19. A contact apparatus according to claim 18 wherein the inlets and outlets on the second body are arranged on the second body with high spatial density relative to the inlets and outlets on the first body.

20. A method of establishing a connection between two bodies, the method including the following steps: providing a first body defining a face including a plurality of connection points wherein some of said connection points are connected to a source and some of said connection points are connected to a sink, providing a second body defining a face including a plurality of connection points wherein each said connection point is connected to a positive or high pressure terminal via a substantially one-way valve in the forward direction and is simultaneously connected to a negative or low pressure terminal via a substantially one-way valve in the reverse direction, bringing the face of the first body into contact with the face of the second body in a multiplicity of different relative positions in each of which a connection is established between the two bodies with at least one of the connection points on the first body that is connected to a source in contact with a connection point on the second body, and at least one of the connection points on the first body that is connected to a sink in contact with another connection point on the second body.

21. A method according to claim 20, wherein the connection points on the first and second body are electrical contacts and, the source is a positive connection, and the sink is a negative connection, and the positive or high pressure terminal is a positive terminal, and the negative or low pressure terminal is a negative terminal, and the substantially one-way valves are electrical diodes.

22. A method according to claim 21 , also including the step of arranging the electrical contacts on the first body such that the electrical contacts are separated by a distance greater than the largest dimension of the electrical contacts on the second body.

23. A method according to claim 22, also including the step of providing electrical contacts on either one of the first body or the second body in the form of pin-like contacts.

24. A method according to claim 22 or 23, also including the step of arranging the electrical contacts on the second body with a high spatial density relative to the electrical contacts on the first body.
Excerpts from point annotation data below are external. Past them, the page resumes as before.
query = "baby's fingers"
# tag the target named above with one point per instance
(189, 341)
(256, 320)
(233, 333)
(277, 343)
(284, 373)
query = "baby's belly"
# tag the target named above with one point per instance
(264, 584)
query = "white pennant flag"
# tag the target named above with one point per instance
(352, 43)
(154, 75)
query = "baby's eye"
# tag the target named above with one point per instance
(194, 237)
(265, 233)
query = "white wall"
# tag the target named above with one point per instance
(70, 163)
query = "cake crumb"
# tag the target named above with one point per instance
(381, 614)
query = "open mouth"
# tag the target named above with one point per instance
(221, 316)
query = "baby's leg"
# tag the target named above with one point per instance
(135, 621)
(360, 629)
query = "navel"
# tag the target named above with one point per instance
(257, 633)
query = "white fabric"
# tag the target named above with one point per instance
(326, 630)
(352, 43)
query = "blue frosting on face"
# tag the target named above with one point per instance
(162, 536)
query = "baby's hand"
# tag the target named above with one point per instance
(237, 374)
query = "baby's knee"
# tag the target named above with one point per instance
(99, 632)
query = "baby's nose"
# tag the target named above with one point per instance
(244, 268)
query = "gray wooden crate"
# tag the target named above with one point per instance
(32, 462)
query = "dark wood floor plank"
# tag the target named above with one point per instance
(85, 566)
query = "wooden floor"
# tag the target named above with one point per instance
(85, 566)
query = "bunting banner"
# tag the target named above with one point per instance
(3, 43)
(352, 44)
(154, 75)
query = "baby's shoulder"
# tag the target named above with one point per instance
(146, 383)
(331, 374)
25. A method according to claim 20, wherein the connection points on the first and second body are fluid inlets and outlets and, the source is a source of fluid, and the sink is a sink of fluid, and the positive or high pressure terminal is a high pressure terminal, and the negative or low pressure terminal is a low pressure terminal.

26. A method according to claim 25, also including the step of arranging the inlets and outlets on the second body with a high spatial density relative to the inlets and outlets on the first body.